SOUTH KOREA’S BIG FAT HOCKEY DREAM
Host nation for upcoming Winter Olympics is trying to create a hockey culture — with some Canadian help, even if the NHL stars won’t come
It was loud and it was raucous.
The patter of thunder sticks mixed with cheers and some screams, echoed through the year-old arena. In the stands, coordinated dancing was led by an eight-person team of conductors.
This was the eager anticipation of 5,800 spectators brimming over for a rare event.
This was hockey night in Gangneung, South Korea.
But it was no simple game of shinny. On this night, the crowd was cheering both for the home team and the visitors: a team from North Korea.
To one side of the crowd, a group of about 100 wore identical white T-shirts with a blue Korean Peninsula, absent a dividing line at the 38th parallel. “Korea is One” was the message. South Korean women’s team coach Sarah Murray and her players sat huddled in the locker-room.
The biggest hockey stage most of her 22-member roster had ever played on numbered in the low hundreds. Now, thousands had gathered, roaring and chanting. A crush of local and international media had flocked to cover the game, which was both a separate major tournament and test event for the next year’s Winter Olympics, which will be hosted by South Korea in February.
In one area of the locker-room, Park Jong-ah, the team’s 21-year-old captain and one of its most skilled forwards was feeling the pressure.
“That was the first time I’ve played in a large crowd of spectators, so I tried not to be tense or nervous, but I couldn’t help it,” said Park, who began playing when she was just eight.
In another end of the room, Danelle Im also tried to fight back the jitters. The Toronto native was one of a handful of Canadian and American players granted dual citizenship to play for South Korea — a strategy meant to buttress the country’s small hockey program in time for the February 2018 Games.
South Koreans have a rabid devotion to soccer and to baseball, but on that Thursday night, Gangneung — one of two Olympic subhost cities, on the east coast of the peninsula, about an hour’s drive from PyeongChang — was hockey terrain, through and through.
For organizers, it was a tantalizing glimpse of what they believe could be the future of hockey on the Korean Peninsula.
The push to make South Korea a nation of hockey lovers is, after all, well underway.

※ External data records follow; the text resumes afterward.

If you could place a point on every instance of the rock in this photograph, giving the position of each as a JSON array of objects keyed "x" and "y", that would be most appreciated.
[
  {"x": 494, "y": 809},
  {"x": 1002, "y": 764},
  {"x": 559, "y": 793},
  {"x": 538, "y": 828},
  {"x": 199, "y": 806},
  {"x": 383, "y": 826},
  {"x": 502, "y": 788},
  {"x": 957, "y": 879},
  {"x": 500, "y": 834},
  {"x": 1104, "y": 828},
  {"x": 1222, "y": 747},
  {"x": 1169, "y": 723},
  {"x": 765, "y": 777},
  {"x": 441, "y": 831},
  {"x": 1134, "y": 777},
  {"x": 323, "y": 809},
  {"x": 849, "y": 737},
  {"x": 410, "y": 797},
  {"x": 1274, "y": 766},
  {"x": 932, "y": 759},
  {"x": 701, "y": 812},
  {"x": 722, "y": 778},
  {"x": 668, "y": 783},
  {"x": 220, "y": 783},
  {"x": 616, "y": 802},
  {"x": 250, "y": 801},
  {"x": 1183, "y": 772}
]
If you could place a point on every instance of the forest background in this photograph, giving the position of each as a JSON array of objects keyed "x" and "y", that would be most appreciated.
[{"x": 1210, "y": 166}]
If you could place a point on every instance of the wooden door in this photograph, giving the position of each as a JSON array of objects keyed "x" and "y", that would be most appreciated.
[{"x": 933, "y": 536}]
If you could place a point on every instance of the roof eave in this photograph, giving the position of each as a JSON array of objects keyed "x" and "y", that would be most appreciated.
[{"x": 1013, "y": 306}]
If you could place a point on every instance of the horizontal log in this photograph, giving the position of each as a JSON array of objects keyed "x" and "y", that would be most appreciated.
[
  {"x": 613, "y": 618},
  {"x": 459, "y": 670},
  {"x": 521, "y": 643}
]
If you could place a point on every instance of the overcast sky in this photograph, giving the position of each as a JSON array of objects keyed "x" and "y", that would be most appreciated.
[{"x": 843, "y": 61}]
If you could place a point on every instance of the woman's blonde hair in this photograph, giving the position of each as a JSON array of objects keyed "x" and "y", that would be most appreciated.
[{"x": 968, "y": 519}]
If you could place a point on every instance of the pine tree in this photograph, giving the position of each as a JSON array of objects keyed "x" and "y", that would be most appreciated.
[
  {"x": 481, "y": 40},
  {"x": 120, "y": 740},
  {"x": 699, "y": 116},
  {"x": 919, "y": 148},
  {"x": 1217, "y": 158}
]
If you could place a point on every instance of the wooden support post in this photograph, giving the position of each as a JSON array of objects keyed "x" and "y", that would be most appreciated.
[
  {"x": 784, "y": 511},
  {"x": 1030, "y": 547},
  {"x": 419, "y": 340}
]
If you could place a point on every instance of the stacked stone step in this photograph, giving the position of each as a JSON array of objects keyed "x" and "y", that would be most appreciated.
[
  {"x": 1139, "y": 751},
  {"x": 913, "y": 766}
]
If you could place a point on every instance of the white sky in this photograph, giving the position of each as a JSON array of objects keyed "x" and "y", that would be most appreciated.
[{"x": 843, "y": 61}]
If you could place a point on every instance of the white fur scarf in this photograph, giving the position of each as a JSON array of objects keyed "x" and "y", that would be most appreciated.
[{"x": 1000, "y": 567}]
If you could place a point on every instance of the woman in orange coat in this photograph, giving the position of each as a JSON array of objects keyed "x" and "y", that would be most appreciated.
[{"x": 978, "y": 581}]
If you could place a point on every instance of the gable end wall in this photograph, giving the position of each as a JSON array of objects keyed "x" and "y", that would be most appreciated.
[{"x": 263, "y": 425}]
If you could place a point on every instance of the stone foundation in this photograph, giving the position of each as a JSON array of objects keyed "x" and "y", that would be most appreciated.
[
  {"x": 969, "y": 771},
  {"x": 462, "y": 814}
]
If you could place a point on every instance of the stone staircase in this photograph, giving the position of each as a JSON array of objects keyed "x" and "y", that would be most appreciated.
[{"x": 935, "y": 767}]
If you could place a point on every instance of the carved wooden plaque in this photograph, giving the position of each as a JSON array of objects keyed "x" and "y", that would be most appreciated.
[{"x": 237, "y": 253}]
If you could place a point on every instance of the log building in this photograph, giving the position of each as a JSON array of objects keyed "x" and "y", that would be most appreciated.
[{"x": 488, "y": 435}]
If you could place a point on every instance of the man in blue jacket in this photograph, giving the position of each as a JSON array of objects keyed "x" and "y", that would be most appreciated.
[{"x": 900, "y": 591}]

If I have any chance to talk to Gary Bettman, I will tell him that, look, our baseball and soccer players advanced into the European market. People watched the games . ... I don’t understand why the NHL doesn’t see the growth potential for hockey in Korea. I see great potential. Kim Jung-min, Korea Ice Hockey Association spokesman
A GAME WITH ROOM TO GROW
Hockey in South Korea is not big. It’s not even small. In 2016, the country’s number of registered hockey players totalled a measly 2,591 in a country of 49 million. For many Koreans, the game might as well not exist.
But since the Olympics were announced for South Korea in 2011, the country has gone into overdrive to change that. In April, though, a new setback. The National Hockey League announced it would not be participating in the Winter Olympics for the first time in 20 years, a decision that had star players such as Connor McDavid and Erik Karlsson spitting fire. Some, such as Alexander Ovechkin, have vowed to fly over and represent his country regardless.
The decision, which was based on worries over the time difference, schedule disruption and travel costs, left the small hockey community in Korea reeling.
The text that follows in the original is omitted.